La cornice che inquadra questi presunti “paesaggi” romantici confermerebbe il genere giocando con il ricordo che abbiamo di simili “dipinti” ottocenteschi, esposti in qualche museo o galleria di arte antica. Quindi dobbiamo ammettere che anche la cornice ha un suo valore gnoseologico in quanto non ha solo la funzione di incorniciare l’opera o proteggerla. Non è un escamotage decorativo per sedurre, per attrarre il visitatore. Con essa, l’artista vuole circondare e circoscrive l’immagine: circondare di una certa aura l’immagine che si è generata dallo sversamento dell’olio esausto; circonfondere di aura l’immagine significa anche confondere l’immagine con l’aura, cioè velarla e illuminarla a un tempo, cioè s-velarla. La cornice inoltre racchiude e circoscrive l’immagine: la circoscrive come fa una finestra con il paesaggio. Restituire aura all’immagine significa poi dotarla di una qualche distanza presentandola come il sogno o la rimembranza di qualcosa di perduto, tramontato, obliato. Walter Benjamin descriveva in questi termini l’aura: «L'aura è il manifestarsi di una lontananza, per quanto vicina essa sia. Anche le parole hanno la loro aura: Kraus l'ha descritta con particolare precisione - Quanto più da vicino si guarda una parola, tanto più lontano essa guarda a sua volta-. Nel mondo c'è tanta aura quanto vi rimane di sogno».

 

La relazione tra cornice e immagine, così come quella tra la palla al centro e i dipinti alle pareti funziona su questo doppio movimento di vicino e lontano, di distanza e prossimità, di svelamento e nascondimento.
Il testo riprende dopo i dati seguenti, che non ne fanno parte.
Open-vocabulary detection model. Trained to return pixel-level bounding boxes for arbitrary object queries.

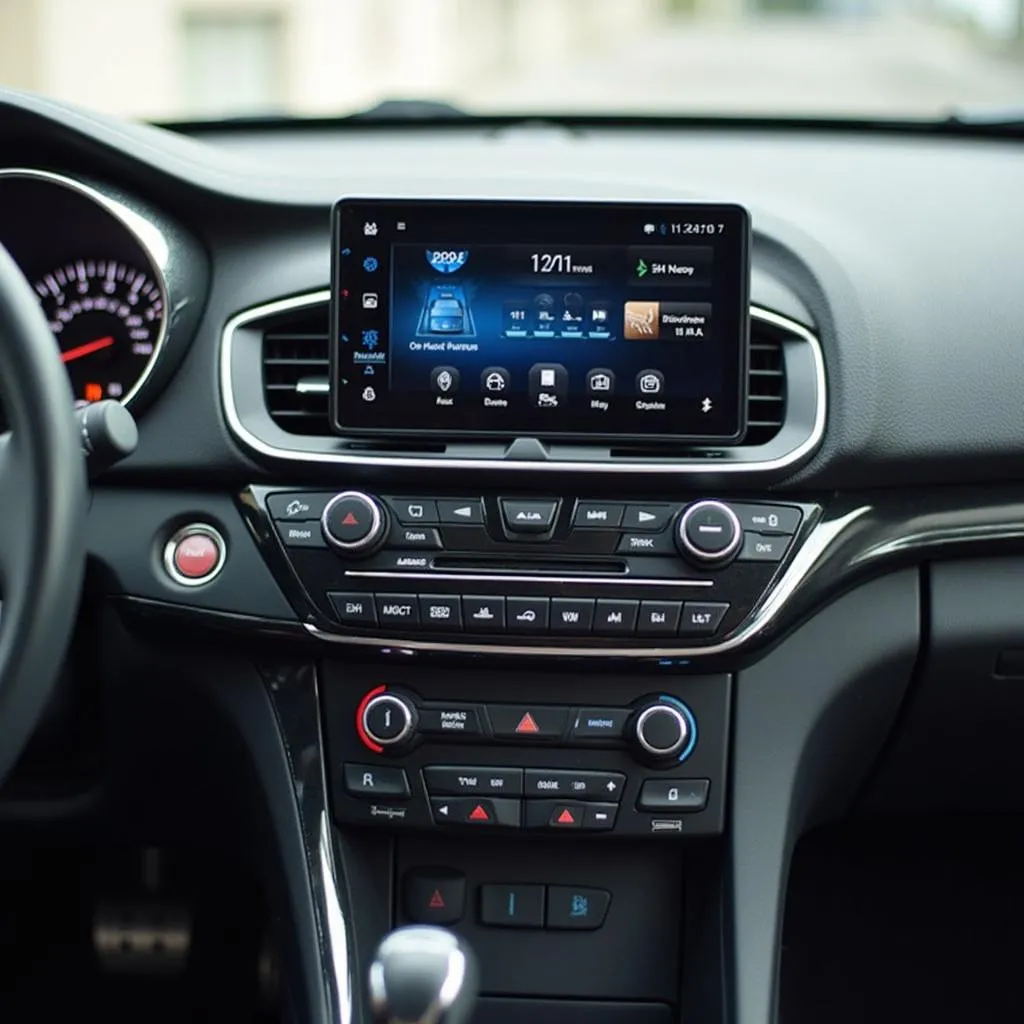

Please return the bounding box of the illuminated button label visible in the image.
[172,532,221,579]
La sfera, infatti, si frappone tra noi e l’immagine, crea un'ulteriore distanza, occupando lo spazio ma lasciando spazio alla rivelazione dei paesaggi all’orizzonte. I visitatori sono l’elemento necessario per attuare un gioco di sguardi tra persone, cose e immagini. Le cornici, di stile antico, si danno come finestre aperte su un fuori: l’aperto che ci si para davanti in forma di sogno, come esperienza dell’immaginazione e del ricordo. Siamo, allora, contemplatori che fuori all'aperto si danno la possibilità di riviverne l’emozione, ribaltando il negativo in positivo, la fine in nuovo inizio. Siamo come certi personaggi della pittura ottocentesca - ad esempio quella di Caspar David Friedrich - ritratti in mezzo a una vasta pianura circondata da alte cime innevate o isolati in vetta a una montagna a ridosso di un precipizio.

 

Torniamo a osservare l’oggetto sferico che, pur avendo tra le sue massime proprietà quella di muoversi rotolando, sta invece fermo. Intorno a questa sfera si svolge, come in un panorama panottico, una cortina di seducenti paesaggi nobilmente incorniciati. Riconosciamo morbide colline. Cime tempestose. Montagne su cui aleggiano nubi minacciose. Abitiamo una dimensione diversa dal solito. È quella dominata dal silenzio di cui si circonda l’opera dotata di aura. Un silenzio che partecipa alla fioritura di un’immagine che è stata generata nel tempo ormai esausto della creazione artistica, nel tramonto della nostra immaginazione poetica: «La ricerca del silenzio come spazio interiore da ritrovare nell’opera è per me una scelta consapevole e politica. Viviamo immersi in un rumore continuo, in una sovrapproduzione di immagini, parole, opinioni. Il silenzio diventa una forma di resistenza: un luogo di ascolto, un tempo necessario per il pensiero; per ritrovare una dimensione umana del fare, priva di tecnicismi e di artificio, che possa riflettere una tensione verso l’essenziale. Ho sempre sostenuto un’etica fondata sulla semplicità dei mezzi, sulla possibilità di creare con poco. La mia è una pratica che rifiuta l’eccesso e il monumentalismo. Non credo nelle produzioni ricche o nelle opere che rappresentano un’economia forte. L’arte deve poter esistere senza il potere». 

 

Per concludere, queste opere devono essere usate come delle zattere di sopravvivenza etica ed estetica in un tempo che non è favorevole all’arte. Possiamo così aggrapparci ad ognuna di queste opere per non essere trascinati passivamente nel corso violento della Storia. Per avere ancora una volta a portata di mano la meraviglia di un’alba nascente su un paesaggio che vive sospeso per noi tra distanza e vicinanza. Come un oggetto di desiderio che alimenti assieme alla sua rinascita la struggente malinconia generata per un bene prezioso che abbiamo già perduto da sempre.